P3 : Ca dépend, la phrase est parfois vraie et parfois fausse. P4 : C’est presque toujours vrai.

Le professeur demande alors, par écrit, à ses élèves ce qu’ils pensent de chacun des points de vue P1, P2, P3 et P4, puis fait le bilan des réponses obtenues. Celles-ci sont regroupées suivant chacun des points de vue.

Pour P1

« Cet élève a à moitié raison, mais ce n’est pas entièrement faux car… »

« L’élève a utilisé un contre-exemple, sa justification est donc bonne, mais il n’a pas traité d’autres exemples. »

« Ce n’est pas strictement faux. »

« Il a simplement donné un exemple, il en faudrait au moins deux et avec un nombre entier. » Pour P2

« Sa dernière phrase ne sert à rien. » Pour P3

« La réponse de cet élève est fausse, ça ne dépend pas, la phrase est soit vraie, soit fausse.

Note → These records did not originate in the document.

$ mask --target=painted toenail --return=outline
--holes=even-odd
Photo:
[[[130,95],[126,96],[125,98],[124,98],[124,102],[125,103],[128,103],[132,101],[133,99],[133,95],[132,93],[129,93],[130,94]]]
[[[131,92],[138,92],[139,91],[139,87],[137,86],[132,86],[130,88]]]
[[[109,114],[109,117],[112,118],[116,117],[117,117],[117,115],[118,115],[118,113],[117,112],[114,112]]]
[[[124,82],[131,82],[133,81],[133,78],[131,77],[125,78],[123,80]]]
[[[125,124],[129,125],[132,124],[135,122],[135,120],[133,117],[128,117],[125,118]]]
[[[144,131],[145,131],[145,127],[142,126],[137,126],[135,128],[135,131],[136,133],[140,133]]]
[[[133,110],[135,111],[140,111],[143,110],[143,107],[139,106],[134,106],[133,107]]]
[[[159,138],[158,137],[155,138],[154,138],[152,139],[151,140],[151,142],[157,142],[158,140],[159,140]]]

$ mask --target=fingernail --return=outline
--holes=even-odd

A partir du moment où il y a un contre-exemple, une phrase est fausse. »

« Il n’explique pas sa réponse par un exemple. »

« Il a faux car un seul contre-exemple prouve que sa réponse est fausse. » « Il n’y a pas d’exemple pour justifier cette phrase. »

Pour P4

« Il n’y a pas d’exemple pour justifier cette phrase. »

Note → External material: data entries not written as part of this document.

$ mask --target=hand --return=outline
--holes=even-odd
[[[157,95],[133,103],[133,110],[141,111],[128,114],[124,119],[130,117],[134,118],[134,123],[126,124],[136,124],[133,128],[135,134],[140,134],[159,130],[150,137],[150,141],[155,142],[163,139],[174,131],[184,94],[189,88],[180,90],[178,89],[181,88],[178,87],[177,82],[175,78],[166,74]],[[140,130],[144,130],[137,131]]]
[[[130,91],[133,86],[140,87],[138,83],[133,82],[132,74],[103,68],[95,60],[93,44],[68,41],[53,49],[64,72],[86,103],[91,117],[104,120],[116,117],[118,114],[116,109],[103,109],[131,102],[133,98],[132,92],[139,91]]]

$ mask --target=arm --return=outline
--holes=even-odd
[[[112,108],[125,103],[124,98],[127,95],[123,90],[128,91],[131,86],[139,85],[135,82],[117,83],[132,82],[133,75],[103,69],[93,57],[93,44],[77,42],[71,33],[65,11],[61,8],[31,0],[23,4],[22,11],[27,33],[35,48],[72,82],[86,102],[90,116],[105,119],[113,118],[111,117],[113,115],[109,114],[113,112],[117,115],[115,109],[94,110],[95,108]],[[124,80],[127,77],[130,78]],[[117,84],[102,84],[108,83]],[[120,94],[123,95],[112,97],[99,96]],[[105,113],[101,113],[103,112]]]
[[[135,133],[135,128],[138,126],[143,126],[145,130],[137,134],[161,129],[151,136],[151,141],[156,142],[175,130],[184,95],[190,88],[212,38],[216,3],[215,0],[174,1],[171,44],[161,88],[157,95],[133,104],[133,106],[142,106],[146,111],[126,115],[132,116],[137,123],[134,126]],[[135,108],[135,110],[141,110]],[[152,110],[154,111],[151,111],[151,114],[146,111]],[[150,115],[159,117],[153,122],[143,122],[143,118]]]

« C’est vrai, il n’existe qu’une infime part d’exceptions possibles. » « Sa réponse est fausse, il y a beaucoup de réels entre 0 et 1. » « Il y a une infinité de contre-exemples. »

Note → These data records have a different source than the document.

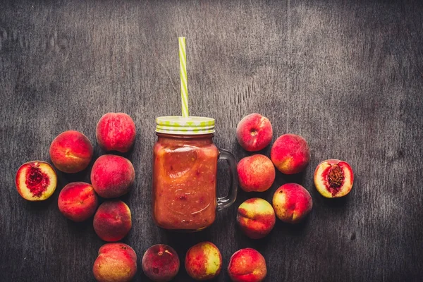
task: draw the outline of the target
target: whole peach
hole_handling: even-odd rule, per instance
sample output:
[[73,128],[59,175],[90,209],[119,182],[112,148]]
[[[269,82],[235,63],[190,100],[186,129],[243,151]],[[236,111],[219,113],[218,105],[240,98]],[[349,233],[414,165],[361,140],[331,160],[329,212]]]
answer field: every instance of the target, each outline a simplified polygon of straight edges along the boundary
[[91,170],[92,187],[104,198],[114,198],[128,193],[135,178],[135,171],[129,159],[113,154],[99,157]]
[[104,202],[94,216],[93,226],[102,240],[118,241],[126,236],[132,227],[130,210],[122,201]]
[[28,201],[42,201],[53,195],[57,186],[56,171],[42,161],[23,164],[16,172],[15,184],[19,195]]
[[219,275],[222,266],[222,256],[211,242],[202,242],[191,247],[185,260],[187,273],[195,280],[209,280]]
[[274,143],[270,158],[282,173],[298,173],[309,162],[310,150],[307,142],[301,136],[284,134]]
[[50,159],[61,171],[74,173],[83,171],[92,159],[93,149],[87,136],[75,130],[59,134],[50,145]]
[[167,245],[154,245],[142,257],[142,270],[153,281],[170,281],[179,271],[178,254]]
[[241,249],[231,257],[228,273],[234,282],[259,282],[267,274],[266,260],[255,249]]
[[319,164],[314,171],[314,185],[326,198],[343,197],[352,188],[354,173],[346,161],[326,159]]
[[80,222],[91,217],[99,204],[92,186],[85,182],[73,182],[60,191],[59,209],[68,219]]
[[263,192],[275,180],[275,167],[267,157],[257,154],[241,159],[237,166],[240,186],[246,192]]
[[134,121],[124,113],[106,114],[96,128],[97,142],[106,151],[127,152],[134,144],[135,135]]
[[249,199],[238,207],[236,220],[247,236],[259,239],[269,234],[275,226],[275,212],[265,200]]
[[103,245],[92,266],[99,282],[128,282],[137,273],[137,254],[121,243]]
[[259,114],[245,116],[236,127],[236,138],[244,149],[257,152],[271,142],[273,130],[269,118]]
[[302,221],[313,207],[310,193],[297,183],[279,187],[273,197],[273,207],[278,219],[289,223]]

La phrase de départ « Le carré d’un nombre positif est plus grand que ce nombre. » est ouverte : on ne sait pas de quels nombres on parle, des entiers, des réels… ? La quantification universelle est implicite86 : un élève ne sait pas nécessairement s’il s’agit d’un nombre en particulier ou si cela concerne tout un ensemble de nombres. Mais c’est bien ce type de formulation qu’on rencontre dans beaucoup de démonstrations ou de cours de mathématiques. Il est donc légitime de regarder ce qu’en pensent les élèves quand ils utilisent, lisent ou entendent cette phrase. Ce que nous mettons en avant, dans cette formation, c’est un rapport à la preuve existant.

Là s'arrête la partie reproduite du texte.